José Priante (PMDB-PA)

Acusado de comandar, junto com o primo Jader Barbalho, esquema de propinas para a liberação de recursos da Sudam

Pauderney Avelino (PFL-AM)

Apontado como um dos mentores da farsa amazônica que envolveu o deputado Mario Frota (PDT) em fita falsa

Carlos Santana (PT-RJ)

A CPI da CBF descobriu que a entidade de Ricardo Teixeira financiou sua campanha de forma irregular

 

“Tenho tudo gravado”

O empresário Luiz Carlos Anunciação Araújo gravou todas as conversas que manteve com lobistas e funcionários públicos da Bahia. Ele reafirma que todos tentaram lhe extorquir e assegura que só não recebeu o dinheiro da desapropriação de suas terras porque não concordou com o esquema de propinas.

ISTOÉ – O sr. diz que não recebeu pelas terras desapropriadas para a ampliação do aeroporto porque não participou de um esquema de propinas. Conte detalhes.
Luiz Carlos Araújo – Fui chamado pelo diretor de planejamento do Conder (Conselho de Desenvolvimento da Região Metropolitana de Salvador), Renato Veloso, que precisava das terras para as obras do aeroporto. Eu deveria assinar um recibo de R$ 15 milhões, mas iria receber R$ 4 milhões, em 24 vezes. Teoricamente, quem estaria comprando minhas terras era a Terval Máquinas, empresa que repassaria as terras ao governo em troca de dívidas de impostos, e a intermediação seria feita pela Ecil, empreiteira que pertence ao presidente do Conder, Mário Gordilho, e a André Maron, sobrinho do ex-senador Antônio Carlos Magalhães.

ISTOÉ – O sr. denunciou isso à CPI das Obras Inacabadas?
Luiz Carlos – Quando a CPI esteve em Salvador entreguei ao deputado Damião Feliciano um dossiê. Ele disse que me chamaria para depor em Brasília, mas nada foi feito. Já denunciei isso ao Ministério da Justiça, ao Ministério Público e à PF.

ISTOÉ – Foi feito algum contato político em Brasília?
Luiz Carlos – Contratei o lobista João Kennedy Braga, que ficou de resolver o caso. Ele e seu sócio Mílton Milhomem falaram com políticos da Bahia e disseram que não teria problema.

ISTOÉ – Com quais políticos eles falaram?
Luiz Carlos – Com o deputado José Carlos Aleluia (PFL-BA) e até com o ACM, que disse que precisava resolver isso, pois não queria que esta denúncia chegasse à CPI por causa da OAS.

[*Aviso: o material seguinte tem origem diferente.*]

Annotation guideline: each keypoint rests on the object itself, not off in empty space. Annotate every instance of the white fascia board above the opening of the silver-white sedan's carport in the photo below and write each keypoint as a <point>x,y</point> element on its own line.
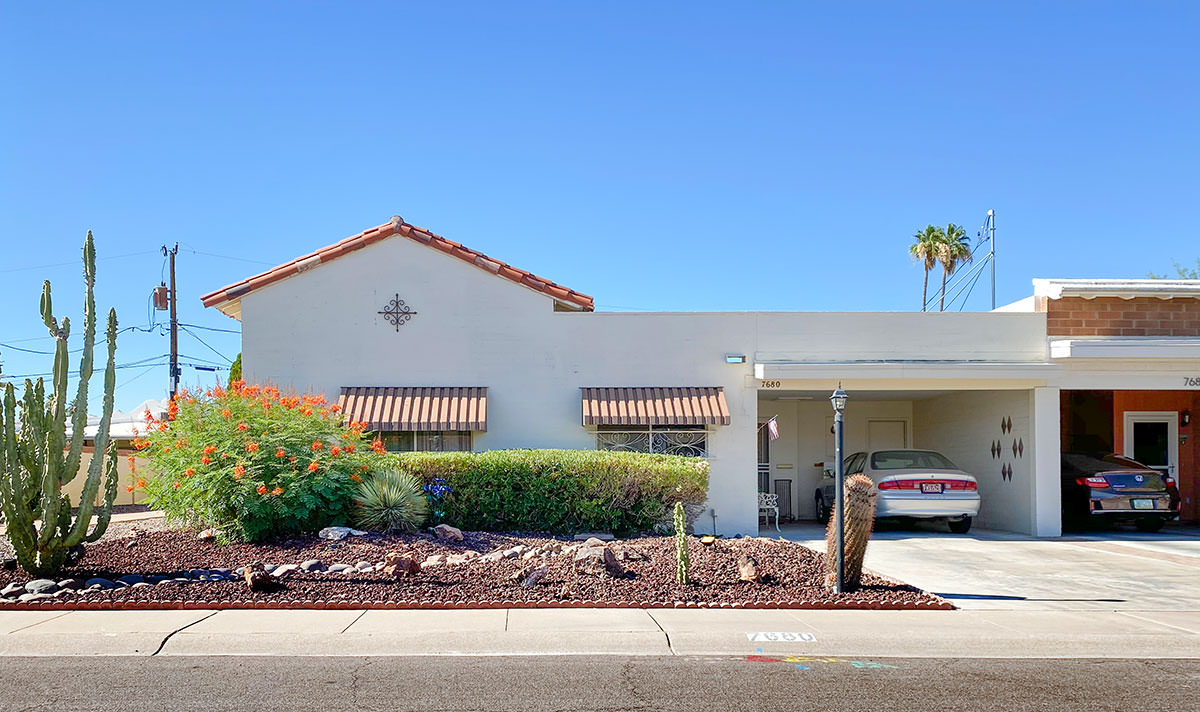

ISTOÉ – Como eram feitos os contatos com os lobistas?
Luiz Carlos – Pessoalmente e por telefone. Tenho tudo gravado. O lobista Mílton Milhomem disse que João Kennedy havia cobrado do deputado Aleluia empenho no processo junto à Infraero. Disse também que Kennedy falou: “Você não quer ganhar dinheiro, Aleluia? Tem que agilizar rápido!” Aleluia teria respondido que tudo estava quase pronto. O Milhomen disse que o deputado estava acertado com o governo da Bahia. O valor da indenização seria R$ 10 milhões, sendo que R$ 5 milhões seriam pagos em títulos do governo da Bahia. Os títulos ficariam com os lobistas, restando para mim apenas R$ 5 milhões.